Се Сюжун бросилась вперед, пытаясь заслонить дочь. Казалось, острый край осколка вот-вот коснется гладкой щеки Су Вань, и увернуться было невозможно. Но в последний момент хрупкая фигурка девушки молниеносно сместилась на полцуня в сторону. Ван Чуньсю, не сумев остановиться, рухнула на землю. Раздался резкий звук, и Ван Чуньсю испуганно схватилась за лицо, из которого текла кровь, и громко закричала.
Су Вань холодно посмотрела на длинную царапину на ее правой щеке и, разведя руками, сказала:
— Ты упала сама, все видели. Я и пальцем тебя не тронула. Боги все видят с высоты трех чи над головой. Видимо, даже Небеса не смогли стерпеть.
Неизвестно кто крикнул:
— Староста идет! — Наступила тишина.
Су Вань тут же обернулась, ее лицо было заплаканным, словно цветок груши под дождем.
— Дедушка староста, пожалуйста, рассудите нас! Тетушка разгромила наш дом и теперь выгоняет нас!
Подняв глаза, она увидела рядом со старостой красивого молодого человека — того самого, которого она спасла в горах.
Ван Чуньсю решила действовать по принципу «лучшая защита — это нападение». Сидя на земле, она принялась причитать и взывать к предкам и богам:
— Жить не хочу! Господин староста, вы должны заступиться за меня! Если бы вы не пришли, Су Вань убила бы меня!
Селянин, побежавший за старостой, уже вкратце рассказал ему о случившемся по дороге. Даже честному судье трудно разбирать семейные дела. Староста и хотел бы защитить семью Су Ху, но нужны были доказательства, чтобы убедить людей. Купчая на дом была у Ван Чуньсю, значит, и дом принадлежал ей. К тому же, рядом стоял сын уездного судьи, Вэй Чэньчжоу. Одно неверное решение — и дело могло разрастись.

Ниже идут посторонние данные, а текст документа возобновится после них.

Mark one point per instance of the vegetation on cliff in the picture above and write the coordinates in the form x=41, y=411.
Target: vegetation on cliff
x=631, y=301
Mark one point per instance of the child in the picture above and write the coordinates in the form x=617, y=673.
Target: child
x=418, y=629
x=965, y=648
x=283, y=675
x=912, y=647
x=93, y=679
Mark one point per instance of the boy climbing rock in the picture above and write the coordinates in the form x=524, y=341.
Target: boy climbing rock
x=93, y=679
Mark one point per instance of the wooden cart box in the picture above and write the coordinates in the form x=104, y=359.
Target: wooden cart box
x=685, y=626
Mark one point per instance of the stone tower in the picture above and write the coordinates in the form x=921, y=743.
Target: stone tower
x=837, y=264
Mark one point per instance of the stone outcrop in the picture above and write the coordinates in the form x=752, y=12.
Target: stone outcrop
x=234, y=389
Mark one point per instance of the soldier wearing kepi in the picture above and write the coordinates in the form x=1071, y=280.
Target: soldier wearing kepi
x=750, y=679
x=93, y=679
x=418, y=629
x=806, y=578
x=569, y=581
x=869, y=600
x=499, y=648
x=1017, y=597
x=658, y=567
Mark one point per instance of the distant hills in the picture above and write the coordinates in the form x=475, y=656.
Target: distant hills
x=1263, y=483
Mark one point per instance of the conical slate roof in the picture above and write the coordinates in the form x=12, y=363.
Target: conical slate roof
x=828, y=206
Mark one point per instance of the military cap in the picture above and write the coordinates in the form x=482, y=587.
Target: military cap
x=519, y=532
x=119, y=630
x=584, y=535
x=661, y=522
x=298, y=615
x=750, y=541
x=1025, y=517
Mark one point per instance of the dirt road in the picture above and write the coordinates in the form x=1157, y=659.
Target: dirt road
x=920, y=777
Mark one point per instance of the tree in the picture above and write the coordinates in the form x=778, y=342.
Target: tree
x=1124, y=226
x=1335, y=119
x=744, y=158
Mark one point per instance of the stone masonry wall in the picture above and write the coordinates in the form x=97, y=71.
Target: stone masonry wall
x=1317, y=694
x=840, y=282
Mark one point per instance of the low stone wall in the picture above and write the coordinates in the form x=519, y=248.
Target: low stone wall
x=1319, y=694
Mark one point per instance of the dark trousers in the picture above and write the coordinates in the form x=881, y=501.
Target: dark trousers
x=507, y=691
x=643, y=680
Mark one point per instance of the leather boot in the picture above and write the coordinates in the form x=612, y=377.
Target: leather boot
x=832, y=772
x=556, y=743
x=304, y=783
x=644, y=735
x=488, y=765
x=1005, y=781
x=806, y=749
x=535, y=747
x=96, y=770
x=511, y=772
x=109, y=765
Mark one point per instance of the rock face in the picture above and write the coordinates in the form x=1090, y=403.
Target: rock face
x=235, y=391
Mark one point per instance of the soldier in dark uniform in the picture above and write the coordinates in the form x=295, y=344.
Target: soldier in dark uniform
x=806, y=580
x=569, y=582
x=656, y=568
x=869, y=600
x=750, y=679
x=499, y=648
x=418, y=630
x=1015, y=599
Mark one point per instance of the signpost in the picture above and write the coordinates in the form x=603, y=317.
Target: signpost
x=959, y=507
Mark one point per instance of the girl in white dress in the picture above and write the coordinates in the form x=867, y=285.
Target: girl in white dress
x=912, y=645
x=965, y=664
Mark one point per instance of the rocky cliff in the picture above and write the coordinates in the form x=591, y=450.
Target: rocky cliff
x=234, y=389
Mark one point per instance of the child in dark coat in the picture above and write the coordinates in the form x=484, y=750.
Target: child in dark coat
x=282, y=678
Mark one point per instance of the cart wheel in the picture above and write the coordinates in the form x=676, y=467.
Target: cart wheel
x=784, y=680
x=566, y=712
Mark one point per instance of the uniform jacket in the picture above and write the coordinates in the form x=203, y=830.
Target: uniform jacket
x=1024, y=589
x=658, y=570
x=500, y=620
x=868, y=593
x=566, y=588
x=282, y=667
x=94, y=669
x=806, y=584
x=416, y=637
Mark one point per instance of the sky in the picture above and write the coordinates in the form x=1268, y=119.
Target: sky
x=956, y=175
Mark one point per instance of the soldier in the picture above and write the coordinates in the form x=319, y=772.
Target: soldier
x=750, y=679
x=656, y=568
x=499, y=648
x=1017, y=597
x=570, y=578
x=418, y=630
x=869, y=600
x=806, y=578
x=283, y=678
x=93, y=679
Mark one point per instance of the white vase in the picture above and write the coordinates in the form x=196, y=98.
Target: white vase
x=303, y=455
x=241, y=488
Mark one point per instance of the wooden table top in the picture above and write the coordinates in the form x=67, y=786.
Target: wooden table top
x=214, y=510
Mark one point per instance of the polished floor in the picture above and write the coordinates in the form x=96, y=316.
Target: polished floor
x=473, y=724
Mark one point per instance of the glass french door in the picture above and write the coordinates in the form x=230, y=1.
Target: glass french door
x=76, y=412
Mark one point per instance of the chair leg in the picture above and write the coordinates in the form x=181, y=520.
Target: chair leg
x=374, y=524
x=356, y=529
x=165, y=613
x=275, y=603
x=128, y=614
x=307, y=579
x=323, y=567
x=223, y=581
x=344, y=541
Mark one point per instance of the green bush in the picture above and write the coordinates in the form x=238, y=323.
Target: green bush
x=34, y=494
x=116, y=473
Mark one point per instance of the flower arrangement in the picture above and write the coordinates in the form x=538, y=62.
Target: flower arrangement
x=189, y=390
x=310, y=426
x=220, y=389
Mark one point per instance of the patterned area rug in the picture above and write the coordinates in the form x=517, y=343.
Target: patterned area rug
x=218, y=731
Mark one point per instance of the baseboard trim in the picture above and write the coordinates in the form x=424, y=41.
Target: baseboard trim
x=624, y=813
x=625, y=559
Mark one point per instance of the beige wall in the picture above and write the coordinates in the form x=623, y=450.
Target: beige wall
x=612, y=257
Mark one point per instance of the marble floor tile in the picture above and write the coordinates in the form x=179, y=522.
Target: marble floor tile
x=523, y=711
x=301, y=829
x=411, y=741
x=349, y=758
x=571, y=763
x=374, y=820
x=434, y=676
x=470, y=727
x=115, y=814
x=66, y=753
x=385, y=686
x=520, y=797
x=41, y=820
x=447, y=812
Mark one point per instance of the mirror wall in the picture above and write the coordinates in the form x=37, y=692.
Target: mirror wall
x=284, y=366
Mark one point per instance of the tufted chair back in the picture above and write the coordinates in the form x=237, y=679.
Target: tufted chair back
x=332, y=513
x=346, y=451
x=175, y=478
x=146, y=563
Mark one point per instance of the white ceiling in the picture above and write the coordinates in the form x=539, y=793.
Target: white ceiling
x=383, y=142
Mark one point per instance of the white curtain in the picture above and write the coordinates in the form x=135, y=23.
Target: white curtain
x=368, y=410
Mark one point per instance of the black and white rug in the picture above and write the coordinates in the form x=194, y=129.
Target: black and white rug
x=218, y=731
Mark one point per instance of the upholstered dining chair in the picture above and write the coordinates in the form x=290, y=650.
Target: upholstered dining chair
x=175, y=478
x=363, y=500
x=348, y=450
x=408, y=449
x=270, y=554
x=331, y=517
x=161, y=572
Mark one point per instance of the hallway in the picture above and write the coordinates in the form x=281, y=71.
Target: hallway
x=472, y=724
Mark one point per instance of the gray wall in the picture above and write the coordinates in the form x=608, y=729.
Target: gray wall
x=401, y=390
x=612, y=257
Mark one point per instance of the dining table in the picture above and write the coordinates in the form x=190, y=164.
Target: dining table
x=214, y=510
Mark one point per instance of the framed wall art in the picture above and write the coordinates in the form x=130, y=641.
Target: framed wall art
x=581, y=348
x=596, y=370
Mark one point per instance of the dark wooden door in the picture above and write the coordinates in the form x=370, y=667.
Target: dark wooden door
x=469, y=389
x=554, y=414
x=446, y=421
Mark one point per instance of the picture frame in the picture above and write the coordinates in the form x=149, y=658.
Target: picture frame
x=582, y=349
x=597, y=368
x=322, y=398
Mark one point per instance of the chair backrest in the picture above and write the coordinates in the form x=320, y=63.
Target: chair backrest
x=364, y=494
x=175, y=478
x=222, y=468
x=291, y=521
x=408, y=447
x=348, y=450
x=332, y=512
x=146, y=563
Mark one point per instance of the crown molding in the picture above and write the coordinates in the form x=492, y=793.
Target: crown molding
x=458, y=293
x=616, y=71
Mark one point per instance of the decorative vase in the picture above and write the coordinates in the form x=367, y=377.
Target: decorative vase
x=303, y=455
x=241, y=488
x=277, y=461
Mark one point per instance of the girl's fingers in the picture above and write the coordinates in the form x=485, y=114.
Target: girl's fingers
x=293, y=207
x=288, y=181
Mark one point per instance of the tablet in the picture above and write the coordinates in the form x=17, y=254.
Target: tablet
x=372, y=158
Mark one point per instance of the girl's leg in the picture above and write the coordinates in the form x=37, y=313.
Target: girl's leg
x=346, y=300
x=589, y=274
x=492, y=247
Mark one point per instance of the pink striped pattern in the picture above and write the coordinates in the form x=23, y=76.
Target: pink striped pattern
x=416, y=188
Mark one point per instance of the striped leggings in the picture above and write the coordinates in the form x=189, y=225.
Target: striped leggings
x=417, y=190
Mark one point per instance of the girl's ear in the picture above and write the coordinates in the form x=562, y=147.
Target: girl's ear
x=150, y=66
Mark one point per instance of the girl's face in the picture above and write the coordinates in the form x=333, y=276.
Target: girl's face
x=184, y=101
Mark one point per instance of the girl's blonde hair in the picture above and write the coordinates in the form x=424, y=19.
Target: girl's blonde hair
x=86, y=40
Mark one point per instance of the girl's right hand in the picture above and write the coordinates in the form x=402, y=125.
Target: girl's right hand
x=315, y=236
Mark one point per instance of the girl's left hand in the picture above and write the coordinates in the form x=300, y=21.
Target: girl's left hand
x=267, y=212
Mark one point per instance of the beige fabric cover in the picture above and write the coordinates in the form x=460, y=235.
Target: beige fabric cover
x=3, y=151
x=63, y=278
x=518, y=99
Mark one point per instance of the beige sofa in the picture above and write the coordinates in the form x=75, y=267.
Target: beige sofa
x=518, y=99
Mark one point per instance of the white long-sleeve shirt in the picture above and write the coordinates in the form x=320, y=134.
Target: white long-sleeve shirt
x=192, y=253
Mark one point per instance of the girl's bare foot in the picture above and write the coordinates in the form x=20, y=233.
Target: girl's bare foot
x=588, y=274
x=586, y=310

Вэй Чэньчжоу по дороге тоже примерно понял суть дела. Он вспомнил сияющее, как цветок, лицо Су Вань в горах, а теперь она плакала так жалобно. Кто знает, как эта злая женщина издевалась над ней дома. Он тут же возмущенно заговорил:
— Статья двести тридцать четыре Жилищного кодекса династии Дали гласит: за кражу имущества стоимостью свыше пяти лянов — год тюрьмы. Статья пятьдесят восемь Земельного кодекса династии Дали гласит: запрещается самовольная продажа, обмен или захват земли. За захват чужой земли — штраф три ляна. Госпожа Ван из семьи Су, вы признаете свою вину?
Ван Чуньсю увидела незнакомое лицо и решила, что это какой-то выскочка, не знающий своего места. Она ткнула в него пальцем и закричала:
— Ты кто такой вообще! Даже староста еще слова не сказал, а ты тут тявкаешь!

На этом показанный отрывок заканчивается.